LMS-DB-ETL
An Extract, Transform, Load app to gather book information from public APIs for a POC LMS project
Environmental Variables:
GOOGLE_API_KEY - API Key required for using the Google Books API.
DB_NAME - The name of the SQL database being used.
DB_USER - The authorized user for the database.
DB_PASSWORD - The Password to access the database.
LOG_FILE - The file location for logs to be saved to.
LOGGING_LEVEL - The logging level desired for operation. logging.INFO is standard,
but logging.DEBUG can be used for more insight and logging.ERROR if only issues are needed.
extract.py
The extract.py file contains functions to pull data related to books from different APIs.
transform.py
Takes the raw JSON stored by extract.py and transforms the entries into a single entry whose keys
match the column names of the database schema.
load.py
Takes the JSON file created by transform.py and loads the data into a PostgreSQL database for
retreival later.
orchestrator.py
Handles the orchestration of each program being ran one after the other.
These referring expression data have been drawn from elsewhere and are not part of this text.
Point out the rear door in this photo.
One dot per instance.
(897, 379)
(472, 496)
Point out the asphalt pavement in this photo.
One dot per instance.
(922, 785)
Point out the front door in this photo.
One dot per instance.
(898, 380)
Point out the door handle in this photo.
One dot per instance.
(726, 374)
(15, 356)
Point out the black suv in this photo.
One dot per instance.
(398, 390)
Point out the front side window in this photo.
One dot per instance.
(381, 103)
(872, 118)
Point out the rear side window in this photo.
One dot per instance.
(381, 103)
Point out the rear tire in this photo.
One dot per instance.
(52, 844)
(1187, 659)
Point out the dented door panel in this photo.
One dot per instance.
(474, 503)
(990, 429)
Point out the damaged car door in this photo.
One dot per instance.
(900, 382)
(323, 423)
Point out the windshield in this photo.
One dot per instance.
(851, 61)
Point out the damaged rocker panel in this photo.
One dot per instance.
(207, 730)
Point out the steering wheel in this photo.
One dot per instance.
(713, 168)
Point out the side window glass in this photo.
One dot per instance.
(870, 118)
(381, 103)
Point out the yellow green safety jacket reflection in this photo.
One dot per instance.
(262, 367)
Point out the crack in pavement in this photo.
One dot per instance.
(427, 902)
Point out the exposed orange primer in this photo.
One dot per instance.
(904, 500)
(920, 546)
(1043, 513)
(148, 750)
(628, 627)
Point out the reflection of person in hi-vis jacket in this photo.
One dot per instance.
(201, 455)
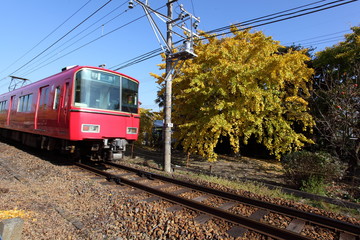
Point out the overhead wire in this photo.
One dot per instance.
(142, 58)
(309, 11)
(96, 39)
(87, 18)
(156, 52)
(46, 37)
(56, 54)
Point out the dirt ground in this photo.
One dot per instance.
(234, 168)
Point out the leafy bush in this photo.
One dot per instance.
(309, 170)
(315, 185)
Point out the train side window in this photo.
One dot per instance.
(24, 104)
(67, 96)
(44, 96)
(56, 98)
(3, 106)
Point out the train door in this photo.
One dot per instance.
(64, 108)
(42, 108)
(11, 106)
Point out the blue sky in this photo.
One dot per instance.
(25, 23)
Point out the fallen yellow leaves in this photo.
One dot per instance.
(7, 214)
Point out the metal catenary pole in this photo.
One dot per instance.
(183, 52)
(168, 95)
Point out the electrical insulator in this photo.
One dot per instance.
(131, 4)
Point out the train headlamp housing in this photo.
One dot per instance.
(131, 130)
(92, 128)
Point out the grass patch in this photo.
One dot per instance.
(261, 189)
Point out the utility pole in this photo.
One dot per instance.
(15, 82)
(184, 52)
(168, 94)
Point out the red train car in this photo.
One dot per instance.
(80, 110)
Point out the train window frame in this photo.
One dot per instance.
(97, 89)
(25, 103)
(3, 106)
(57, 94)
(44, 97)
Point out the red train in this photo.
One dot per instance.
(81, 110)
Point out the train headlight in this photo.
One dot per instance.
(90, 128)
(131, 130)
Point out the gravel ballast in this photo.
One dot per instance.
(59, 202)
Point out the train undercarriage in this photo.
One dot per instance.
(94, 149)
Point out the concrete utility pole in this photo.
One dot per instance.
(168, 95)
(184, 52)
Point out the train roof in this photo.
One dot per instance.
(65, 71)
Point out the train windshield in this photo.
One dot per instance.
(103, 90)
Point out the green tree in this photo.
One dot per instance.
(241, 87)
(336, 97)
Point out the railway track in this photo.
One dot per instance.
(156, 185)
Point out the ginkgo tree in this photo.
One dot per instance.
(241, 86)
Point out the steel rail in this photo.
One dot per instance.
(246, 222)
(311, 217)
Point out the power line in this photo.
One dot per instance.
(62, 37)
(264, 18)
(102, 25)
(94, 40)
(321, 36)
(46, 37)
(148, 55)
(310, 11)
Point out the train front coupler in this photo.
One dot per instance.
(114, 149)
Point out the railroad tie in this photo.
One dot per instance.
(176, 208)
(203, 218)
(346, 236)
(238, 231)
(296, 225)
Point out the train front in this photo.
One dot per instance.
(104, 115)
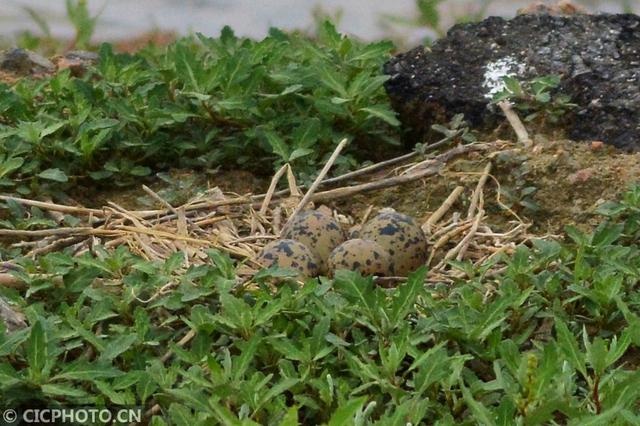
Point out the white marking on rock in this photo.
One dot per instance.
(496, 71)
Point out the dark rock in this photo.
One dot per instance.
(24, 62)
(597, 56)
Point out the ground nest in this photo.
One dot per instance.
(461, 194)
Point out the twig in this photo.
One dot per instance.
(516, 124)
(168, 205)
(316, 183)
(53, 206)
(55, 231)
(444, 208)
(272, 188)
(477, 193)
(391, 162)
(464, 244)
(438, 163)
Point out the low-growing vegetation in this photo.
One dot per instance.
(202, 102)
(546, 332)
(552, 339)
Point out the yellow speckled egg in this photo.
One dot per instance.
(401, 237)
(317, 230)
(289, 254)
(364, 256)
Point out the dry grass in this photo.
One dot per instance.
(242, 225)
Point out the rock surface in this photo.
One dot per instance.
(24, 62)
(597, 56)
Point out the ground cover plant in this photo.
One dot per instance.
(549, 334)
(202, 102)
(553, 339)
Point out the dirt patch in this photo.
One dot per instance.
(553, 184)
(550, 185)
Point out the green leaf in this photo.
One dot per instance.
(87, 372)
(480, 412)
(54, 174)
(569, 346)
(10, 165)
(344, 414)
(58, 390)
(382, 112)
(37, 349)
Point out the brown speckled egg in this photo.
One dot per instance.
(364, 256)
(401, 237)
(289, 254)
(318, 231)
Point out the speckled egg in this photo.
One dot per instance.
(317, 230)
(401, 237)
(289, 254)
(364, 256)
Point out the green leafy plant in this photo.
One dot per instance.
(549, 339)
(538, 98)
(202, 102)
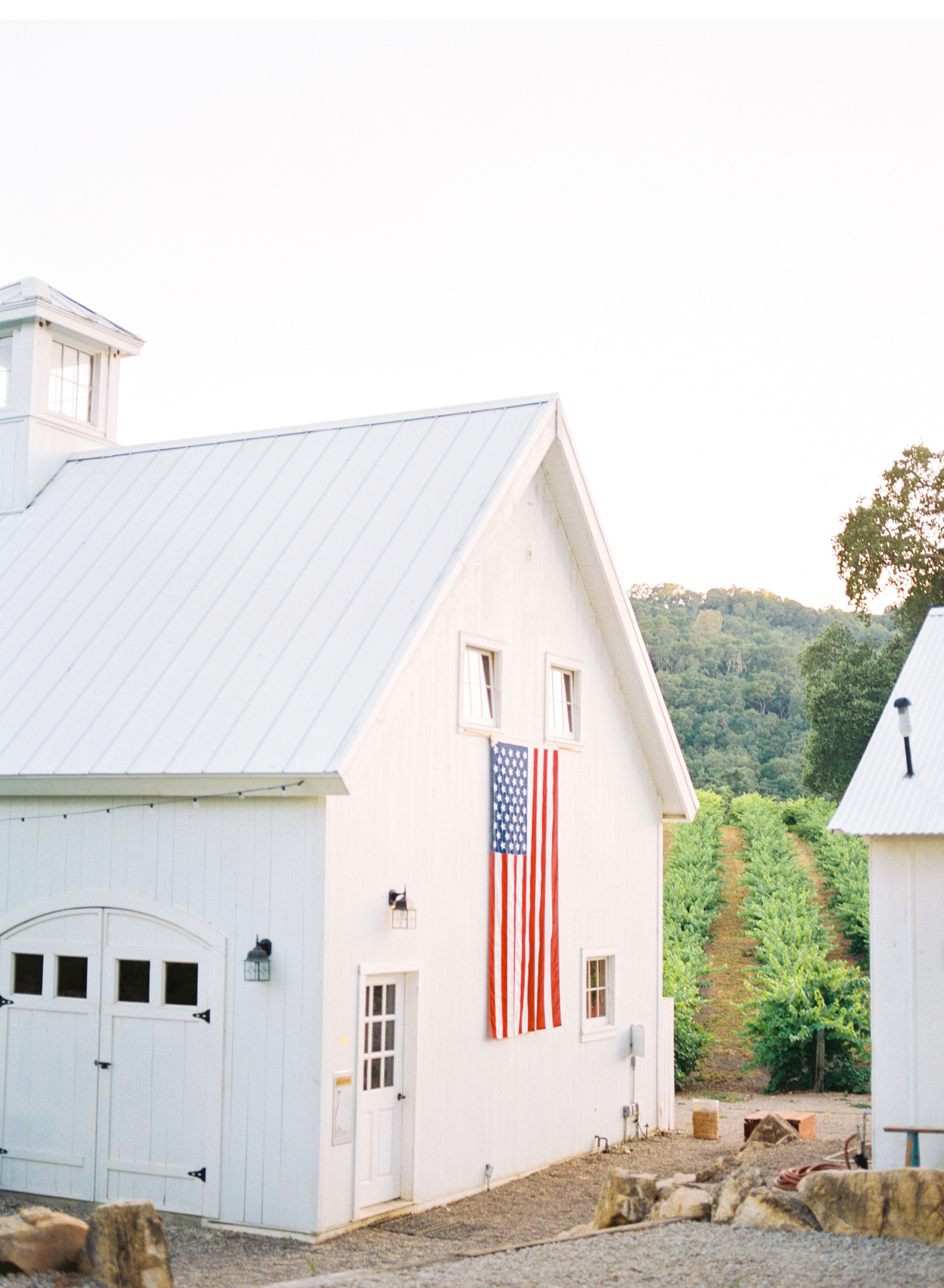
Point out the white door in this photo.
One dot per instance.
(129, 1077)
(159, 1109)
(381, 1090)
(50, 975)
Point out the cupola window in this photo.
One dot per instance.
(70, 381)
(5, 365)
Ensures each
executes with no fatal errors before moving on to the next. Also cleans up files created
by the programs before ending.
config/title.txt
A file with a list of book titles. Titles do not need to be in order, however each title needs to be on its own line and any special characters should be escaped.
How To Use
- Create a virtual environment (optional, but best practice)
- Use Pip to install all required packages
pip install -r requirements
- Run the Orchestrator:
python src/orchestrator.py
OR
python3 src/orchestrator.py